Type I interferons might form the link between Toll-like receptor (TLR) 3/7 and TLR4-mediated synovial inflammation in rheumatoid arthritis (RA)

Background: Rheumatoid arthritis (RA) has been associated with an increased risk of infections, but the underlying pathways have not yet been identified. Toll-like receptors (TLR) probably play a role in synovial inflammation and may also contribute to the understanding of the role of infections in RA. Objectives: To investigate if the synovial expression of TLR3 and TLR7 in RA correlates with that of inflammatory cytokines, and to assess whether this has functional consequences for local cytokine production and to study potential links between the TLR3/7 axis and TLR4 in RA synovium. Methods: Immunohistochemistry was used to study the expression of TLR3, TLR7, interferon alpha (IFN alpha), tumour necrosis factor alpha (TNF alpha) and interleukins IL1 beta, IL12, IL17 and IL18 in RA synovium obtained by arthroscopy from 34 patients with RA. Monocytes, monocyte-derived dendritic cells (MoDCs) and RA synovial fibroblasts were stimulated via TLR3 (poly-IC) and TLR7 (loxorubin), after which IL1 beta, IL6 and TNF alpha were measured by Luminex bead array technology. Following preincubation with IFN alpha, IL1 beta and IL18, TLR3 and TLR7 mRNA expression was assessed using real-time PCR. Cytokine production after preincubation with IFN alpha and subsequent TLR stimulation was measured. Results: Synovial TLR3/7 expression was co-expressed with IFN alpha, IL1 beta and IL18, but not with TNF alpha, IL12 and IL17. Stimulation of TLR3/TLR7 on monocytes, MoDCs or synovial fibroblasts led to secretion of type I IFN but no biologically active IL1 beta or IL18 could be detected. Type I IFN alpha increased TLR3/7 mRNA expression whereas IL1 beta and IL18 did not.
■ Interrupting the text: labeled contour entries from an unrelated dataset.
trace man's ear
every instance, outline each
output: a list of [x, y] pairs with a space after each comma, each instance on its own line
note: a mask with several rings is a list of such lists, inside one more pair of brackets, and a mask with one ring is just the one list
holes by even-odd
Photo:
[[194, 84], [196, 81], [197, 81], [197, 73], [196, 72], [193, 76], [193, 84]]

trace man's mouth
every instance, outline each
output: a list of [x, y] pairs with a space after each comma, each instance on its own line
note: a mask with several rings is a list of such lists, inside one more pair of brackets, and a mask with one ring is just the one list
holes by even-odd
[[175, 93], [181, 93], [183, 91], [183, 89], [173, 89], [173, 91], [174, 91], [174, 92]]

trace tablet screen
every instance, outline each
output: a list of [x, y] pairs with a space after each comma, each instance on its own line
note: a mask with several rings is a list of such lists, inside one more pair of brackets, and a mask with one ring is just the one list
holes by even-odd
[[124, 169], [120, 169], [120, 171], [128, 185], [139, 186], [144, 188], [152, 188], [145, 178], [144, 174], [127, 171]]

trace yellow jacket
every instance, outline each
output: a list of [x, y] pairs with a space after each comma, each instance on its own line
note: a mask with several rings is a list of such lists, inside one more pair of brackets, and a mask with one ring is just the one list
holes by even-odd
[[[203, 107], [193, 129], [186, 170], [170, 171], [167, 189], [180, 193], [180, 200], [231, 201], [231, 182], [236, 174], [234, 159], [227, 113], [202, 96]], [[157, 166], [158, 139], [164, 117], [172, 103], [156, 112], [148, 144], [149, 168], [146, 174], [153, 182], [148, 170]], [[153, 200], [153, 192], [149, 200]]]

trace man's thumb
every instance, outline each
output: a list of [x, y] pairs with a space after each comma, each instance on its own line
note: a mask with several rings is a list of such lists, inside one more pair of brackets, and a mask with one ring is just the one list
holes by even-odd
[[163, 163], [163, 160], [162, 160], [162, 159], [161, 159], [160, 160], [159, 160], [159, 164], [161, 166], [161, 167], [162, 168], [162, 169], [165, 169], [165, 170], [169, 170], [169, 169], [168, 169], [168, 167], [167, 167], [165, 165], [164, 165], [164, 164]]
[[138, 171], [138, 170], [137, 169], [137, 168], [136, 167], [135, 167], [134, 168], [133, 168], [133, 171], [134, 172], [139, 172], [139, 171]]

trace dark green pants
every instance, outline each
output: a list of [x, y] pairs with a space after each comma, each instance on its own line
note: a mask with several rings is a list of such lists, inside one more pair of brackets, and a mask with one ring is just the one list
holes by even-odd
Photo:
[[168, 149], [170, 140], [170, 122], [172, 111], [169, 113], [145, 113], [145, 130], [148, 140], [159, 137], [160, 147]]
In spite of the fact that the mRNA level of TLR4 remained unchanged, IFN alpha enhanced the response to TLR4 agonists, a phenomenon that was clearly more marked in patients with RA. Conclusion: Type I interferons are highly co-expressed with TLR3/TLR7 in RA synovium. They enhance TLR3/TLR7-mediated cytokine production and also TLR4-mediated responses.